Travelling Light

Prizren, Kosova to Скопје, Македонија (Skopje, Macedonia), August 2014

Our second day in Prizren had a gentle start, as we caught up on some much-needed sleep, had the breakfast supplied by the hotel (the bread in this part of the world is so good that we are eating far too much of it!), did some laundry, made some bookings online, and uploaded photos.

We noticed that the honey was labelled “shelf life unlimited”. You can’t do that in Australia – there is some maximum time period you must put, even if the food will keep forever.

The hotel staff came by while we were in the dining room using the WiFi and gave us a traditional Kosovar delicacy – layered pastry with a buttery, slightly cheesy taste. People here are so lovely!

Like the Hungarians, the Kosovans eat a lot of peppers (paprika). In the produce market, there were bunches of peppers everywhere – about an equal volume of peppers as onions!

In the afternoon, we headed back to the old town to have a meal and watch the world go by. We decided to see some of the film festival, since we were in town, and secured tickets to a two-hour showing of five short films, including one world premiere. (There was no red carpet, though.)

Prizren is lovely in the evening – the old buildings are beautifully lit, and the temperatures drop from the daytime 30-35 degrees C to something a bit less sweaty.

We were impressed by the inflatable movie screen which had been erected on the terrace roof of one of the art galleries. The movies themseves were a mixed bunch – one almost surreal one about a bloke with depression, two about families in the recent Balkan wars (one set in Kosovo and one in Sarajevo), and two dystopic future movies.

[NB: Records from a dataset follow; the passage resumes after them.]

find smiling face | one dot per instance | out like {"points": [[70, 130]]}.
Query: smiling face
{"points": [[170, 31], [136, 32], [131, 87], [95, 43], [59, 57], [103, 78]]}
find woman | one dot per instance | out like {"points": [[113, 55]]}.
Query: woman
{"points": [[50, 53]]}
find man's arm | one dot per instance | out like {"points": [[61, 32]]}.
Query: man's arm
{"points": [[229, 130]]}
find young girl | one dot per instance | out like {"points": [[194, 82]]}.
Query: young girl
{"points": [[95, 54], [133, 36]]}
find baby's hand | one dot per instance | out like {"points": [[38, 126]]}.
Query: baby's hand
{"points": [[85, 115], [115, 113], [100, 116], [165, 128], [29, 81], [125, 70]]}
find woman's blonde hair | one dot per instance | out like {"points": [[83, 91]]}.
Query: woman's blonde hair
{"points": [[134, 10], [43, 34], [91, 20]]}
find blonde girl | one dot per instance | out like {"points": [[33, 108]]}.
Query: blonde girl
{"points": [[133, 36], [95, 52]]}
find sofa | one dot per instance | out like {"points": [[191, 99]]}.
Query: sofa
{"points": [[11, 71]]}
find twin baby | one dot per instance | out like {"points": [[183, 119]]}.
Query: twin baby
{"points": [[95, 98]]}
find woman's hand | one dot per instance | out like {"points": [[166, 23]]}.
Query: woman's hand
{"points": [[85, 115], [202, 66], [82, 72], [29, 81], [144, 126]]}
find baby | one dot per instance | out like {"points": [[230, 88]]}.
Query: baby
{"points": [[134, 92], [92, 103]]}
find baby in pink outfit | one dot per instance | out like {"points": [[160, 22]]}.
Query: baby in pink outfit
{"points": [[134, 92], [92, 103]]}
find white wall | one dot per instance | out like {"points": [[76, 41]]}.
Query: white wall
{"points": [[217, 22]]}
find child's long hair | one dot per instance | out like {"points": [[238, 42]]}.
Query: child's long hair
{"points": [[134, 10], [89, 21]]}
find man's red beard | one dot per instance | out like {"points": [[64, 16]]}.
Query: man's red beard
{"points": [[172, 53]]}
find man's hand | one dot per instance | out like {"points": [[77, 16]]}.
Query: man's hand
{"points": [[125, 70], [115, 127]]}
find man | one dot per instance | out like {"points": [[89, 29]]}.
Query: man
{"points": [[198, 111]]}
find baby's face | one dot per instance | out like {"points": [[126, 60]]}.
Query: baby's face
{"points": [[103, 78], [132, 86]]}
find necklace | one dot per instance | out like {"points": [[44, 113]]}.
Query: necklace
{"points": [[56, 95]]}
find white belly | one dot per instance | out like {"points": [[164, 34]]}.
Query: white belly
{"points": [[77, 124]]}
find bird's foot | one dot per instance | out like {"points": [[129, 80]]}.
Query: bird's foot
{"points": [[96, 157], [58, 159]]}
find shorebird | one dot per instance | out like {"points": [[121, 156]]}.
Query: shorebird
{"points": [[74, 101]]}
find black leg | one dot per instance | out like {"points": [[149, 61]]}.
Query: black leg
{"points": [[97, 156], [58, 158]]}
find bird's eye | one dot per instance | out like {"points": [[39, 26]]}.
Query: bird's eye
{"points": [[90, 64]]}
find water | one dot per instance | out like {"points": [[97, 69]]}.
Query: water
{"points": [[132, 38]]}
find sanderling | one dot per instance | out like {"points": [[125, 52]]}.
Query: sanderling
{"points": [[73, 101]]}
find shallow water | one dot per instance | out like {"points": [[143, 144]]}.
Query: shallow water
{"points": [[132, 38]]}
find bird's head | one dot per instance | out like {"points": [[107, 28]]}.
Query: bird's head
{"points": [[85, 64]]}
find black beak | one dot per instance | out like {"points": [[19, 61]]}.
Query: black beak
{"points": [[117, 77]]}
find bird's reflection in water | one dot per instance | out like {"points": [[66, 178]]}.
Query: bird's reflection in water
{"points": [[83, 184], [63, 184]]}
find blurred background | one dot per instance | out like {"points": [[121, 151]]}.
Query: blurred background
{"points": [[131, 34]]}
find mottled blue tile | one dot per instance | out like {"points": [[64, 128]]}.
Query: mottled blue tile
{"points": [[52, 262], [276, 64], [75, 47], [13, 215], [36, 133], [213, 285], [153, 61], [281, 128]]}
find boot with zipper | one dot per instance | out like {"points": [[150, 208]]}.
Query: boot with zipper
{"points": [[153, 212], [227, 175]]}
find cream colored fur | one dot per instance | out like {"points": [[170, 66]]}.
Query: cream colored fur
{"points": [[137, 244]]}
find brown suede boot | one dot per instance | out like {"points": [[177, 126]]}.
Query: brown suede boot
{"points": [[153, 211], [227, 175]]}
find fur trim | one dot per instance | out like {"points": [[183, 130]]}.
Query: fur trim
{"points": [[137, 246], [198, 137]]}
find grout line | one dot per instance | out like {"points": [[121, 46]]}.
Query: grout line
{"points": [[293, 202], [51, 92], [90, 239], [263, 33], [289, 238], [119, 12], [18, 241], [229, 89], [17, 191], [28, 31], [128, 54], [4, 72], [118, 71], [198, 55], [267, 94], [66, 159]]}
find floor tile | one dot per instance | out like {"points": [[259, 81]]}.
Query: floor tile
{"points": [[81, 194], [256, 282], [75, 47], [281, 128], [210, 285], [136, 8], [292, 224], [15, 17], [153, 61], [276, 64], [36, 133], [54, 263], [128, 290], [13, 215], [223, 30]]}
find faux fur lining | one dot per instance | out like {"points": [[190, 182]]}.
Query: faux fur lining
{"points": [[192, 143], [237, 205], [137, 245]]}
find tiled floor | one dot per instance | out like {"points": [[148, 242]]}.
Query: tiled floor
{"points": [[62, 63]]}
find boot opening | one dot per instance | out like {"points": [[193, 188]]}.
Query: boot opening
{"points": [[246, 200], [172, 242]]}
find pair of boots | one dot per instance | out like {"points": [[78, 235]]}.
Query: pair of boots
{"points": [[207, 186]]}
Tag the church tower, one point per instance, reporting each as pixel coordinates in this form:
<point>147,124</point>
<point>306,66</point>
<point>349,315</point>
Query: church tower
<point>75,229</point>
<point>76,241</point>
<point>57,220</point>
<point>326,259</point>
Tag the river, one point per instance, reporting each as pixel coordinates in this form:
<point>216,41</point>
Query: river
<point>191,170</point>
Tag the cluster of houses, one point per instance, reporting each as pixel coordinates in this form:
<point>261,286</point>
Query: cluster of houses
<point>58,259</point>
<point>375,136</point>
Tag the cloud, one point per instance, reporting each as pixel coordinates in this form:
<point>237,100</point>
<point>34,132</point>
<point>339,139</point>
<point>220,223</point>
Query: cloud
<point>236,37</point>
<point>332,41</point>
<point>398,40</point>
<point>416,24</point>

We left in a fairly sober mood!

Outside the temporary theatre, the old town was heaving!

Between the regular Prizren night-time crowd and the influx of movie-going tourists, the roads were almost impassable.

We managed to navigate a couple of blocks without going completely postal, and took refuge in an underground supermarket, buying fruit and snacks for the bus ride to Skopje the next day.

Eventually, we fought our way out of the crowd, back across the old stone bridge, and hailed a taxi back to the hotel.

The next day, the bus left at 9am, so we shocked the hotel staff by coming down for breakfast at the earliest possible time – 8am. There was a slight flurry to get our food to us without too much delay, and they gave us a one-litre container of apple juice to take with us. People in Kosovo are so generous and hospitable, even when it is their job!

Every street sign is written in three languages here – the larger lettering is Albanian, and then there is also Serbian and Turkish. They use the Latin lettering for Serbian generally, rathen than Cyrillic.

The border crossing went smoothly, although some of the roads in Kosovo didn’t go so smoothly!

Before we knew it, we were pulling in to Skopje. Our first vision of the city was the large and well-preserved Byzantine fortress (built with stones taken from the earlier Roman fortress, whcih was badly damaged in an earthquake in the early 6th century). (And other stones, too!)

Skopje is a work in progress. In 1963, an earthquake levelled 75% of the buildings in the city. This provided an opportunity for city planners to create something wonderful and beautiful for generations to come.

Unfortunately, it was 1963, and the Communists were in power, with their disdain of the past and love of Brutalist concrete blocks. Their idea of wonderful and beautiful was to add “futuristic” curves to the Brutalist concrete blocks!

Macedonia has had a long and difficult struggle to finally become an independent country in its own right. Monuments to the struggle, to the different ethnic groups involved, and to the historical events have been constructed in recent years.

Using EU funding, the government of Skopje has set out to repair some of the lost beauty of the city. The project has its critics, of course, but now that it is nearly finished, the new central area is definitely visually appealing. Hopefully, bloggers in fifty years won’t be criticising the awful ideas they had at the turn of this century about what makes a building beautiful!

We had a brief wander in the old town, and promised ourselves a better look on another day. The earthquake damage is still quite visible here – while the buildings weren’t destroyed, they were damaged, and the flow of international aid in the 60s and EU development funds in the 21st century have been directed toward building new buildings, rather than restoring the old quarter.

We made a new friend – a toothless older gentleman driving a bicycle-powered cart. He was bemused as to why Jenny was taking photos of broken old buildings. He didn’t speak a word of English, so we couldn’t really explain, but we got on famously anyway.

At a drinking fountain we met this critter – a tiny kitten so young its eyes were just turning from blue to yellow. It was gnawing on a discarded bread roll in a pile of garbage.

Fortunately, we still had cat biscuits from Kotor on us, and we gave all the remaining ones to this little one. We liked the idea that we were feeding Montenegrin cat biscuits to a Macedonian kitten.

While we were feeding it, our friend came past on his way home from work. He had detached the cart from the bike (or maybe swtiched to a regular bike), so he couldn’t carry the kitten, unfortunately. It is so lovely-looking, we hope that someone picks it up and gives it a loving home.